What carries the argument
Noise reshifting in the preview stage to mitigate signature loss during low-resolution inference, paired with a Refiner network trained to map previews to high-resolution targets using fewer denoising steps.
If this is right
- High-resolution video generation becomes practical on standard hardware instead of requiring long runtimes.
- The distinctive signatures such as layout, semantics, and motion from the base model appear in the final output.
- The framework can be added to existing models and combined with other acceleration methods as a plug-in.
- Denoising steps in the high-resolution phase drop significantly once a good preview is available.
Where Pith is reading between the lines
- The same preview-plus-refiner split could be tested on image or audio generation tasks that face similar resolution and fidelity trade-offs.
- Adaptive choice of when to switch resolutions based on prompt complexity might further improve results beyond the fixed procedure described.
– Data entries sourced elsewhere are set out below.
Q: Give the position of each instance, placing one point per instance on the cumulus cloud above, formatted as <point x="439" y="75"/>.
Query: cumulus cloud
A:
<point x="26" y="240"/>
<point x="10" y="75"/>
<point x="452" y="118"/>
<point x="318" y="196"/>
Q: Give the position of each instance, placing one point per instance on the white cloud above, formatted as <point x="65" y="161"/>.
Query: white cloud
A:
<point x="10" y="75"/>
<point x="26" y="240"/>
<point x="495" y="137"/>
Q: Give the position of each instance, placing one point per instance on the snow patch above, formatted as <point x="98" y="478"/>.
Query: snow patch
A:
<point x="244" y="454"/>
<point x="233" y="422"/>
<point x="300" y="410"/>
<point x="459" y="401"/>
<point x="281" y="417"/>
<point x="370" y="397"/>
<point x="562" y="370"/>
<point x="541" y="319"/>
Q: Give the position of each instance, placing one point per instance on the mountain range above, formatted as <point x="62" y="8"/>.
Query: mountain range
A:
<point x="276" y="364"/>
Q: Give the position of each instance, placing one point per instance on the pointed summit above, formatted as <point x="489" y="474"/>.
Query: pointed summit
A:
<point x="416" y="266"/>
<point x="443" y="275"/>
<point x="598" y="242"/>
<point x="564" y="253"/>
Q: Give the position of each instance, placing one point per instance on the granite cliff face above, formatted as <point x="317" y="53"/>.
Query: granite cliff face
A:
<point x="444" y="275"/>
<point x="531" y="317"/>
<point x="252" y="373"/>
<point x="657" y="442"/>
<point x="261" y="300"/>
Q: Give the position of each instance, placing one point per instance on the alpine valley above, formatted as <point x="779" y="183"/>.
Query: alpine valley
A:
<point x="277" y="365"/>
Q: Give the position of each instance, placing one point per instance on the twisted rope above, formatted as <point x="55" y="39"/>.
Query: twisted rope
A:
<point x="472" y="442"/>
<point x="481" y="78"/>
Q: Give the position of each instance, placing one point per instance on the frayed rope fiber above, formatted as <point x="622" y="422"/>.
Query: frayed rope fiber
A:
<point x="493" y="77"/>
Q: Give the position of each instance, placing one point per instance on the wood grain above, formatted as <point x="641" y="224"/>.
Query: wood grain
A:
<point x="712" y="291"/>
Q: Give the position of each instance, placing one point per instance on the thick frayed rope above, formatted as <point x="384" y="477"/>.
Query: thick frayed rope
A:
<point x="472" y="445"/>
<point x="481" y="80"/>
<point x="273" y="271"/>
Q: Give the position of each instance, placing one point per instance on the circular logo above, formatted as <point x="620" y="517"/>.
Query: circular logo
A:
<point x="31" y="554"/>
- Longer video clips could expose whether temporal consistency holds across the preview-to-refine boundary.
Load-bearing premise
That performing a few initial denoising steps at full resolution before switching to low resolution is enough to prevent loss of the model's distinctive layout, semantics, and motion, and that the Refiner can learn a reliable mapping that cuts denoising steps without introducing artifacts or reducing fidelity.
What would settle it
Generate identical prompts with both the original pretrained model and the full SURF pipeline, then compare the resulting videos for differences in object layout, semantic content, or motion patterns; substantial mismatches would show that signatures were not retained.
Figures
read the original abstract
The demand for high-resolution video generation is growing rapidly. However, the generation resolution is severely constrained by slow inference speeds. For instance, Wan2.1 requires over 50 minutes to generate a single 720p video. While previous works explore accelerating video generation from various aspects, most of them compromise the distinctive signatures (e.g., layout, semantic, motion) of the original model. In this work, we propose SURF, an efficient framework for generating high-resolution videos, while maximally keeping the signatures. Specifically, SURF divides video generation into two stages: First, we leverage the pretrained model to infer at optimal resolution and downsample latent to generate low-resolution previews in fast speed; then we design a Refiner to upscale the preview. In the preview stage, we identify that directly inferring a model (trained with higher resolution) on lower resolution causes severe losses in signatures. So we introduce noise reshifting, a training-free technique that mitigates this issue by conducting initial denoising steps on the original resolution and switching to low resolution in later steps. In the refine stage, we establish a mapping relationship between the preview and the high-resolution target, which significantly reduces the denoising steps. We further integrate shifting windows and carefully design the training paradigm to get a powerful and efficient Refiner. In this way, SURF enables generating high-resolution videos efficiently while maximally closer to the signatures of the given pretrained model. SURF is conceptually simple and could serve as a plug-in that is compatible with various base model and acceleration methods. For example, it achieves 12.5x speedup for generating 5-second, 16fps, 720p Wan 2.1 videos and 8.7x speedup for generating 5-second, 24fps, 720p HunyuanVideo.
Editorial analysis
A structured set of objections, weighed in public.
Referee Report
Summary. The manuscript proposes SURF, an efficient framework for high-resolution video generation that aims to preserve the signatures of pretrained models. It divides the process into a preview stage, where noise reshifting is used to generate low-resolution previews quickly without severe signature loss, and a refine stage employing a Refiner to produce high-resolution outputs with fewer denoising steps. The approach is claimed to achieve 12.5x speedup for Wan 2.1 and 8.7x for HunyuanVideo while being compatible with various base models.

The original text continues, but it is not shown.